Jean CASSOU (1897-1986), écrivain, critique d’art.
Directeur-fondateur du musée national d'Art moderne à Paris (1945-1965),
directeur d'études à l'École pratique des Hautes Études (1965-1970).
Où il est question de Joë Bousquet et de l’ésotérisme
juif.
Correspondance de 4 lettres autographes signées adressées
à l’écrivain, peintre et kabbaliste Carlo SUARÈS (1 892-1 976). 4 p. in-8 ;
1 p. in-4 ; 1 p. ¼ in-4 ; 3 p. ½ in-4. Deux lettres sont datées « 70 », 1 à
en-tête de l'École pratique des Hautes Études.
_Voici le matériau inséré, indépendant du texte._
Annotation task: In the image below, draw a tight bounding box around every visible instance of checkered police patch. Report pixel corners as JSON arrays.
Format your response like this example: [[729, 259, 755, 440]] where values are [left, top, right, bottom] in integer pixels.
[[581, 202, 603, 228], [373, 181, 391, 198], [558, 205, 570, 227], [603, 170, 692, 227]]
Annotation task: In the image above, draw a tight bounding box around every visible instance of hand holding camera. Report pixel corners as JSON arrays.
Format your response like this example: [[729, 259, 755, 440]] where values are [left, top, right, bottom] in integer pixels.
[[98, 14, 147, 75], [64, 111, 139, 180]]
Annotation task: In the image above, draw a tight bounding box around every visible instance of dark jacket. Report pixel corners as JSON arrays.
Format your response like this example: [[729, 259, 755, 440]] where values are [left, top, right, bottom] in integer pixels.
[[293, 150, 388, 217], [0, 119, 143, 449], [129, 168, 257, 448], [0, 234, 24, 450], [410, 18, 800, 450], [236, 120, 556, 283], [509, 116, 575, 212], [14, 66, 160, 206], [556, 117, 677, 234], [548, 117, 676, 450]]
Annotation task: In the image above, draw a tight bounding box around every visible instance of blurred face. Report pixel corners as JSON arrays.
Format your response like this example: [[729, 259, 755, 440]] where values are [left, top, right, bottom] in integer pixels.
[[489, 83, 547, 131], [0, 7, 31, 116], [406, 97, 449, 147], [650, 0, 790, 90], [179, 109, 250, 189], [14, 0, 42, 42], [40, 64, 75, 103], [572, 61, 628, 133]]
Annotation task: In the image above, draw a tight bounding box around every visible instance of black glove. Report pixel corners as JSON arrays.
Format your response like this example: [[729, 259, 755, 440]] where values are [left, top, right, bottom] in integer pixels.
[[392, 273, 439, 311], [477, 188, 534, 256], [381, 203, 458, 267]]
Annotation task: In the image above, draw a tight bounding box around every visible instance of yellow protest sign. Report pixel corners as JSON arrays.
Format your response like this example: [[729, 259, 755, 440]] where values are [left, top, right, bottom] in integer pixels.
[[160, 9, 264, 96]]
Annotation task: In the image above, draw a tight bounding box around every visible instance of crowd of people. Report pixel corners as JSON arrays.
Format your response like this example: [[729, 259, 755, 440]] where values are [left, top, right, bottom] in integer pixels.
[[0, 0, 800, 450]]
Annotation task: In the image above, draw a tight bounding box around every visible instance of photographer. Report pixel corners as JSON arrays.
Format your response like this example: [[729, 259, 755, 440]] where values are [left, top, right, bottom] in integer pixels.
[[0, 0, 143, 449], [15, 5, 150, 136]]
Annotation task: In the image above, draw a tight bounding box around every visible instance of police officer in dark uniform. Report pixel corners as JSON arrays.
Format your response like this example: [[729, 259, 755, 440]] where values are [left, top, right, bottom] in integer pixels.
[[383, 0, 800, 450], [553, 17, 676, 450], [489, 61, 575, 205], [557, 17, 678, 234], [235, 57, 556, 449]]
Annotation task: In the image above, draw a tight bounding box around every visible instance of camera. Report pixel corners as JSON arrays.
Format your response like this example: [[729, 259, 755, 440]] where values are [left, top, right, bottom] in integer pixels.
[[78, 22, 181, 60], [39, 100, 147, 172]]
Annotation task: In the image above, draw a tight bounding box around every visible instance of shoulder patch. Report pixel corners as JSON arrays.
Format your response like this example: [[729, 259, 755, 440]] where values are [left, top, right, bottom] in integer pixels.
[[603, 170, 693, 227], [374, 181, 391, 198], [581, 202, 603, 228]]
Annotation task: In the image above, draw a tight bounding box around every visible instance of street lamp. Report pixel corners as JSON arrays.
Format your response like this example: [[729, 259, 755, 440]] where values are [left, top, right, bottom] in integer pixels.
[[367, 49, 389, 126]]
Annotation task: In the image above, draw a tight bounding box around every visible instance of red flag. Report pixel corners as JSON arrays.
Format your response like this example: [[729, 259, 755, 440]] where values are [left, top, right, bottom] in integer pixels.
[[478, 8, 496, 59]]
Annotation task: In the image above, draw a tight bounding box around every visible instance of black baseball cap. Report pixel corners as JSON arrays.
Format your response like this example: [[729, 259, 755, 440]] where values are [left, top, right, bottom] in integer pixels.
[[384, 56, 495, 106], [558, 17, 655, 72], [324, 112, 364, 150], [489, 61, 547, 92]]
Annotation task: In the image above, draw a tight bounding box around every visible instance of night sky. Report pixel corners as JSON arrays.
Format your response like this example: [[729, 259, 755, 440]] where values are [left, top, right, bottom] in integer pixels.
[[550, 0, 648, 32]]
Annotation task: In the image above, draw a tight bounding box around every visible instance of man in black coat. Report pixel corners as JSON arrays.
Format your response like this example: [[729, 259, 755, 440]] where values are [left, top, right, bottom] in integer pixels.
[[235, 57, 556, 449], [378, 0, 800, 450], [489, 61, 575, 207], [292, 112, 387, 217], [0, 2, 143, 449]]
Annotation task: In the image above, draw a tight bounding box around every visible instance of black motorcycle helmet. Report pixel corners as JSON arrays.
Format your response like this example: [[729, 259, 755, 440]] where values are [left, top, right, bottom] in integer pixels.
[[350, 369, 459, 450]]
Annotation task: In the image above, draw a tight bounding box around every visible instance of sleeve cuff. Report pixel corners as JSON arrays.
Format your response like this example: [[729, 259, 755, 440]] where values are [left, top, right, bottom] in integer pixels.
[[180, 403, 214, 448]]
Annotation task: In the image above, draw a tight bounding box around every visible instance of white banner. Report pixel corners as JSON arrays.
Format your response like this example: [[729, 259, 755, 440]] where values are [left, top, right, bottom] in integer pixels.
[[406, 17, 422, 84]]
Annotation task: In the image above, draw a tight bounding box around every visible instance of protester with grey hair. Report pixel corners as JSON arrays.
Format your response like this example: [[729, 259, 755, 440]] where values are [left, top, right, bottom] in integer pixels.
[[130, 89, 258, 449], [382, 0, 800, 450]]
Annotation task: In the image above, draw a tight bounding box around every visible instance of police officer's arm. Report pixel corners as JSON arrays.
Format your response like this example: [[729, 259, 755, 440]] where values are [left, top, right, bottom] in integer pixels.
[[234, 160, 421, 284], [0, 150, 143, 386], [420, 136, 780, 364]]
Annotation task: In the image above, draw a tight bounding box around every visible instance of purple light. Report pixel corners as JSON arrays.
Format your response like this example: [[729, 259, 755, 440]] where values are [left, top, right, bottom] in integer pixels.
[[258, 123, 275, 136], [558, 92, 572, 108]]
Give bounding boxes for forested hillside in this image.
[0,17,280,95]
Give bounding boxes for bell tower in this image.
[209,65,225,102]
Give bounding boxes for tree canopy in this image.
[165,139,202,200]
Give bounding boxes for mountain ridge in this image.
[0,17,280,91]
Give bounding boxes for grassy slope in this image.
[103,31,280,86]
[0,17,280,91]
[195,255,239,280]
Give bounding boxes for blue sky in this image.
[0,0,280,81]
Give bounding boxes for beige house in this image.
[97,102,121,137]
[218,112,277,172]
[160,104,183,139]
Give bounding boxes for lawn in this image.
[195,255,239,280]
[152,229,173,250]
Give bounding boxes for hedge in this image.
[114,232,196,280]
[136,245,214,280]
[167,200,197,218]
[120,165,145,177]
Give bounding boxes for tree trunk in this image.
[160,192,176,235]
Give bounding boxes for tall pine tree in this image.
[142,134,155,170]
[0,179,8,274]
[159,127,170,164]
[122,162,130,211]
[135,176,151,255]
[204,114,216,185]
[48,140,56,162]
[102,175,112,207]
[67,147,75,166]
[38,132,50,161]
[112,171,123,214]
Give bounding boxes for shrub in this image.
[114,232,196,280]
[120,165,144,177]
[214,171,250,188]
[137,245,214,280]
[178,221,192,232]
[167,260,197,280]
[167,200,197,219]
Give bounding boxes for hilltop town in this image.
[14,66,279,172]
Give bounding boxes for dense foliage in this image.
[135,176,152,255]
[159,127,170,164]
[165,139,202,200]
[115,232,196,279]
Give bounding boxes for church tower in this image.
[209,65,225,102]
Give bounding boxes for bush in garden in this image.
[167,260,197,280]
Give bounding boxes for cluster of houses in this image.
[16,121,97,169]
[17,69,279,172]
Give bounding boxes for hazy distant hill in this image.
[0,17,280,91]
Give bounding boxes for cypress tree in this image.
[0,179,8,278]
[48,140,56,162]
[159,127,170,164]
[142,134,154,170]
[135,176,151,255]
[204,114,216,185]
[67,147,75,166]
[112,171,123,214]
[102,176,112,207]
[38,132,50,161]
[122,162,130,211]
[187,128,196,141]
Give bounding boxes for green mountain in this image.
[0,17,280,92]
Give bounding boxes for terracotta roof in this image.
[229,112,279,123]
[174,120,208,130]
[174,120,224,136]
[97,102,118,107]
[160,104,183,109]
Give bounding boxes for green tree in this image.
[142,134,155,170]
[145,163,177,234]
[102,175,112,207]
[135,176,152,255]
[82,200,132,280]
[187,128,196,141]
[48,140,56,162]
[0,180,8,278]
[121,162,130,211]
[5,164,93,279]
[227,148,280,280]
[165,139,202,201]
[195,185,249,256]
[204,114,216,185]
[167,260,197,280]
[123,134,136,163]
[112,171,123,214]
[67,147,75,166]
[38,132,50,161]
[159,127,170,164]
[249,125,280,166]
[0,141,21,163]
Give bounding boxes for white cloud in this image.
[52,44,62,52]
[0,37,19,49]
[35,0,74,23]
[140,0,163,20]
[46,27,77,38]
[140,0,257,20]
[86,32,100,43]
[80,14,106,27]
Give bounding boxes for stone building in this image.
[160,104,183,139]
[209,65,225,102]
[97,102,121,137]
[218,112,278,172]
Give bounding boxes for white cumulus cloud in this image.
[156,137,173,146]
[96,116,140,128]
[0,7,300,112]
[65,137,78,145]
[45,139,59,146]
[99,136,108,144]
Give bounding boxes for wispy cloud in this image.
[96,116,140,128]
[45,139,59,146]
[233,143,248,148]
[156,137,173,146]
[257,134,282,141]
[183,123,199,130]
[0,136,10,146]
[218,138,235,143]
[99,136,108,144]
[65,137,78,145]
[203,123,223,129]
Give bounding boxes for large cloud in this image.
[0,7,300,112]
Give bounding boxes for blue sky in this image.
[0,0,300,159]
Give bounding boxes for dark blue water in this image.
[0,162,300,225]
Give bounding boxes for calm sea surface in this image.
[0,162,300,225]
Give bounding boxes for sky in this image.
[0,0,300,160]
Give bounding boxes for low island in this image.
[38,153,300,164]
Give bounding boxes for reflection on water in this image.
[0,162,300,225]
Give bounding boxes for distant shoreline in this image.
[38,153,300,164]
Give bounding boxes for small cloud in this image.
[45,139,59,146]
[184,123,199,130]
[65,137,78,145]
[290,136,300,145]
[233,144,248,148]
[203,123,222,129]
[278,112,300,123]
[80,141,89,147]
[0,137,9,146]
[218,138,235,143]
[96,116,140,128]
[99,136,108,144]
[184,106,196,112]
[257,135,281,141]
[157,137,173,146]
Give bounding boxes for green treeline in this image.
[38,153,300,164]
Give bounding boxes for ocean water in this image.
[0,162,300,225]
Correspondance amicale avec « Carlito » ou « Rabbi
» comme aime le nommer Jean Cassou. Tous deux échangent sur le sens de la
vie. Jean Cassou vient de lire des pages du Cantique de Carlo Suarès (texte
qu’il publiera quelques années plus tard) et son « Introduction» qui «
est un morceau de toi où tu as au plus près atteint ta synthèse » et il développe
son avis sur ce travail « qui donne le vertige (...) obligeant l’esprit à
une gymnastique extraordinaire ».
Il relit en ce moment « toutes les lettes [qu'il] possède
de Joë Bousquet en vue de la publication d’un choix d’un certain nombre d’entre
elles » (le livre paraîtra en 1 970). Il lui écrit qu’il est souvent
question de lui (Carlos Suarès). « Elles sont prodigieuses de profondeur et
de beauté » et insiste plusieurs fois « que tout ce passé est loin ! ».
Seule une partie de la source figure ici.